Hugh was born in Middlesex, and was the son of John, a renowned painter, and Kate Macfarlane Charlton. He had one brother, John Macfarlan Charlton, who also died in the war and is also commemorated on the Armstrong memorial.
Hugh was educated at The Mount, Northallerton, Aldenham School, Hertfordshire and Armstrong College, where he studied Art.
Hugh received his commission in August 1915 as Second Lieutenant in the Northumberland Fusiliers, 7th Battalion. He entered France on 13th March 1916.
Hugh was killed in action on 24th June 1916 aged 32 in West-Vlaanderen, Heuvelland, Belgium. He was struck by a bomb from a trench mortar near Whychaate. Seven days later, his younger brother John was also killed in action on the first day of the Somme.
Their father, also John, in a canvas now lost, painted the two young men sat with their grandmother; while in another painting entitled 'The Brothers H.V.C. and J.M.C., Sandisdyke', two young men with their three dogs look up to the viewer. He also painted a posthumous portrait of John that was exhibited in the spring of 1917. On the 10th November 1917, John died after a brief illness.

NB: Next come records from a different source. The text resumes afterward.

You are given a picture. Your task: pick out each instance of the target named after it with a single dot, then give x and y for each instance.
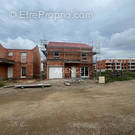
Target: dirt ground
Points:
(84, 108)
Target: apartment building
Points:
(116, 64)
(19, 63)
(68, 60)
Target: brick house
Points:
(68, 60)
(19, 63)
(116, 64)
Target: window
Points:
(85, 72)
(56, 54)
(84, 56)
(10, 54)
(23, 72)
(23, 57)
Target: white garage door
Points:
(55, 72)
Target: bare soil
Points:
(84, 108)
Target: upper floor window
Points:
(10, 54)
(23, 57)
(56, 54)
(84, 56)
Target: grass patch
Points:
(2, 84)
(120, 76)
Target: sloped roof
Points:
(65, 44)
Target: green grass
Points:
(125, 76)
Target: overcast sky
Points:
(111, 24)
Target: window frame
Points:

His obituary was published on 1 September 1916 in “British Birds” journal (along with obituary to his brother John MacFarlane Charlton):
LIEUTENANT HUGH VAUGHAN CHARLTON, NORTHUMBERLAND FUSILIERS – Fell in action near Whychaate, on June 24th, 1916, struck by a bomb from a trench mortar. He was thirty-two years of age, and joined the Armstrong College O.T.C., receiving his commission in August of last year. He also, was a clever ornithologist, and the brothers worked much together, though Hugh’s inclinations leaned towards animal painting, for which he studied in Newcastle, Edinburgh and London. Birds were his speciality; his work was very artistic and he had a fine sense of colour and beauty in nature and in art, and was a sound critic. His paintings had already been hung in exhibitions in the cities where he had carried on his studies. One of his pictures, “The Home of the Dipper,” was exhibited in the Royal Academy of 1912.

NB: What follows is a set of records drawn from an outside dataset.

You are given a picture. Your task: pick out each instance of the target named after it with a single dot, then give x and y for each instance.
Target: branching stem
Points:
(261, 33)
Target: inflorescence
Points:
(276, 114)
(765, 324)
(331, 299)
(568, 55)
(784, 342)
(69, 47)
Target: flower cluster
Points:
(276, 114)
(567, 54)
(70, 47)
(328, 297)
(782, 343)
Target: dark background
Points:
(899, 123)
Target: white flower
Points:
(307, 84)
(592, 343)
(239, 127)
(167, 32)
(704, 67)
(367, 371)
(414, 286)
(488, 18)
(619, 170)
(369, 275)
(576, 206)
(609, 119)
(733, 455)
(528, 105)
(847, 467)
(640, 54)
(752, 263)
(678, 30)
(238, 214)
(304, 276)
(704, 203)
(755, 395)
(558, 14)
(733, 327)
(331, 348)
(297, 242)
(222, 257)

As an officer he had earned warm tributes of affection from his Colonel and comrades, he devoted all his energies to his military duties, and, what makes his death doubly sad, is the knowledge that he had, a few days before, received an important appointment on the Staff.
Both the Charlton’s were keen sportsmen, taking special interest in wildfowling, for which they had exceptional opportunities on the Northumberland coast. It may truly be said of them that they would have shone in whatever profession they choose. They were patterns of honour, integrity and gentlemanly character, as well as being charming companions. The writer deeply deplores their untimely death, a feeling that is shared by all who knew them, and lovers of natural history will regret that ornithology has lost two students of great promise. Their father is Mr. John Charlton, the well-known artist, of Knightsbridge, S.W., and Newcastle-on-Tyne. On their mother’s side they were great-grandsons of the late John Vaughan, one of the pioneers of the Cleveland Iron Trade and grandsons of the late Thomas Vaughan, of Gunnergate Hall, Middlesbrough.